We often focus on how search engines respond to queries here, but don’t often look too closely at the pages of the search engines themselves.
How important a role does usability play in determining which search engine a person will use?
One important aspect of search is how quickly results are retrieved. That amount of time seems insignificant these days, but I remember a time not too long ago when you would have to watch your screen for a number of seconds before a list of results appeared in front of you.
Is it important to still see something like this after getting some results from Google:
Results 1 – 100 of about 38,000,000 for search usability. (0.36 seconds)
When the results come back that quickly, the amount of time it took for the search to take place seems to become as important as the “I’m Feeling Lucky” button on the front page of Google. But if that search time was a lot longer, we would probably notice. The speed with which results are returned does affect how a search engine works, including how results are cached and filtered and indexed, but that’s something that we really don’t notice much.
We are seeing some new features showing up on the pages of search engines, on both the search pages and the results pages. How will they affect the ways people use search engines, and how those search engines work?
Some of the topics I’ve seen being explored in some articles and blog posts recently include sorting and filtering of search results in different ways, drop-down boxes offering suggested search terms, and Web 2.0 reliance on forms. It’s probably helpful to look at search spaces in ways that try to understand the user experience around them.

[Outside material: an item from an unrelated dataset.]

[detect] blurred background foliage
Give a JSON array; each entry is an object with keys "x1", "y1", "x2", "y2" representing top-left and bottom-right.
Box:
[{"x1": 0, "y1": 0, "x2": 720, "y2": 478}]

Search Forms and Usability
Matteo Penzo recently wrote about a study he performed having rookie, intermediate, and pro users of the web look at Google, eBay, Amazon.com, useit.com, and Flickr in Evaluating the Usability of Search Forms Using Eyetracking: A Practical Approach. One idea behind the study, the focus of this article, was to look at how people used search forms with eyetracking software, and see if there were common approaches amongst people with the same knowledge levels, and differences amongst the folks with different levels of experience. Can you guess which search forms from which sites people found easiest to use before looking at the article?
Search Results and Usability
Greg Nudelman, in Improve the usability of search-results pages, has a nice four part tutorial on how to add “sophisticated but easy-to-use filtering and sorting controls” to a site search. In teaching people how to incorporate those features into a site, he makes some interesting observations about such things as the use of personas, the value of appropriate filters for the search at hand, and the advantages of category links over drop down controls.
The article is from a couple of weeks ago, and uses an example from the Amazon.com web site involving their diamond search slider. This press release is interesting in that context: Amazon.com Jewelry Sales up More Than 100 Percent in Fourth Quarter 2005. The slider probably has something to do with it. The folks at Amazon might want to look at some of the other suggestions that Greg Nudelman has in his article.
Traditional Search vs. Live Search
Jesper Rønn-Jensen provides some thoughts on Live search explained. He doesn’t provide too many conclusions, but he does offer some great questions and some nice links for futher research and reading. Live Search? The type of search that interacts with a searcher, and offers suggestions as the searcher hesitates, in the manner of a Google Suggest.
Some of the potential benefits that he sees live search bringing us include: saving time, correcting misspellings, receiving credible alternatives, and refining searches. He does note that there hasn’t been much usability testing behind this type of live search. I suspect that we will see more.
Paranoia and Personalized Search
The user experience becomes very different when we start talking about some of the configurable personalized search pages that Google and Yahoo! and Microsoft are starting to bring us. The look of those pages influence the experience, and the use of such things as search history and bookmarks included in their pages and results bring us a very different way to interact with search engines.
I’ve been holding off on using some of the personalized search features because I feel those are more intrusive on my privacy than I want them to be. But my curiosity is starting to overcome some of my paranoia. I’ll probably be experimenting with some of those features in the future, and keeping an eye out for articles and blog posts from other people experimenting with them.